Razor bumps — also called pseudofolliculitis — appear days, or even hours, after shaving. They’re blotchy red skin rashes that feel itchy and often burn.
Fortunately, you can take precautions to avoid these painful bumps and treat them when they arise. Follow these TikTok tips from certified nurse midwife Heather Helton to groom down there safely:
Vaginal (va-jihnul) and vulvar (vulv-air) dryness can cause itching and pain. Some moisturizers are formulated specifically for the area and include ingredients like aloe and tea tree oil to soothe. Some are gels or creams that you apply to the skin outside and inside your vulva, while others are suppositories that you put into your vulva with a disposable applicator.
A suppository is especially helpful before, during or after sexual activity, and you can use one before shaving to provide lubrication and comfort. Always be sure to clean your hands before using a vaginal moisturizer and choose unscented products that are made for intimate skin.
Razor bumps are itchy, red, discolored bumps that develop from hair growing back down into the follicle instead of out through the surface of the skin. If they are severe or recur, contact your doctor. It is possible you have a serious condition, such as folliculitis, or another skin problem that needs treatment. Leaving razor bumps untreated can lead to permanent scarring. Practicing good hygiene, exfoliating regularly and using an OTC cortisone cream can help reduce symptoms and prevent razor bumps.
3. Apply a cold compress
The genital area has thicker and coarser hair than other areas of the body, making it more susceptible to razor bumps. This area is also prone to friction, whether from walking, tight clothing or sexual contact and this can lead to ingrown hairs which can be very painful and irritating.
Ingrown hairs occur when the tip of a hair gets trapped underneath the surface of your skin rather than growing out of it, and this can cause redness, swelling and itching. A simple way to help reduce the irritation is by applying a cold compress to your vagina, like an ice pack or a wet washcloth.

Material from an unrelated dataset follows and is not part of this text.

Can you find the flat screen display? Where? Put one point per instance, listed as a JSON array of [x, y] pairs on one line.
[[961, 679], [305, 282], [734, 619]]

You can also use a natural anti-itch cream such as basil or rosemary to ease your symptoms. A small amount of these herbs applied to the irritated area a few times a day can provide relief, but make sure to talk to your doctor before using herbal remedies around your vulva or vagina. In addition, some people may need a prescription ointment such as hydrocortisone to treat their razor bumps.
4. Apply aloe vera
When used topically on the vulva or anus, aloe vera can help soothe irritations caused by shaving. This is because it has antifungal, antiseptic, and antiviral properties. It also has astringent qualities that help reduce itching and dryness. In fact, it can even act as a natural lubricant. It is possible to buy suppositories of pure aloe that can be inserted into the anus or vulva.
One of the best ways to prevent razor bumps is to stop shaving. This can give the hairs time to grow out of the skin, reducing the likelihood that they will become trapped in the razor bumps and lead to further irritation and itching.

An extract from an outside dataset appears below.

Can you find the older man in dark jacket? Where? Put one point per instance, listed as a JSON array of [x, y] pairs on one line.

Another way to reduce the risk of ingrown hairs is to exfoliate regularly using a washcloth or loofah. This will open the hair follicles, making it easier to remove the hair. In addition, it can be helpful to use a hair removal product that doesn’t contain alcohol or fragrances.
5. Apply a topical cortisone cream
The pubic area is one of the hairier areas on the body and often gets irritated from friction with tight underwear or sexual contact. It can also be sensitive to chemicals and bacteria found in some shampoos or soaps. The good news is that razor bumps aren’t permanent and are usually easy to treat at home.
If you have mild, itchy razor bumps that do not go away with basic self-care, you can use over-the-counter hydrocortisone cream two or three times per day. This will help reduce redness and swelling, as well as calm itching and pain.
If you have severe and recurrent razor bumps, you may want to see a medical professional to discuss options like chemical peels or laser hair removal. A dermatologist can also help you develop a shaving routine that will prevent razor bumps.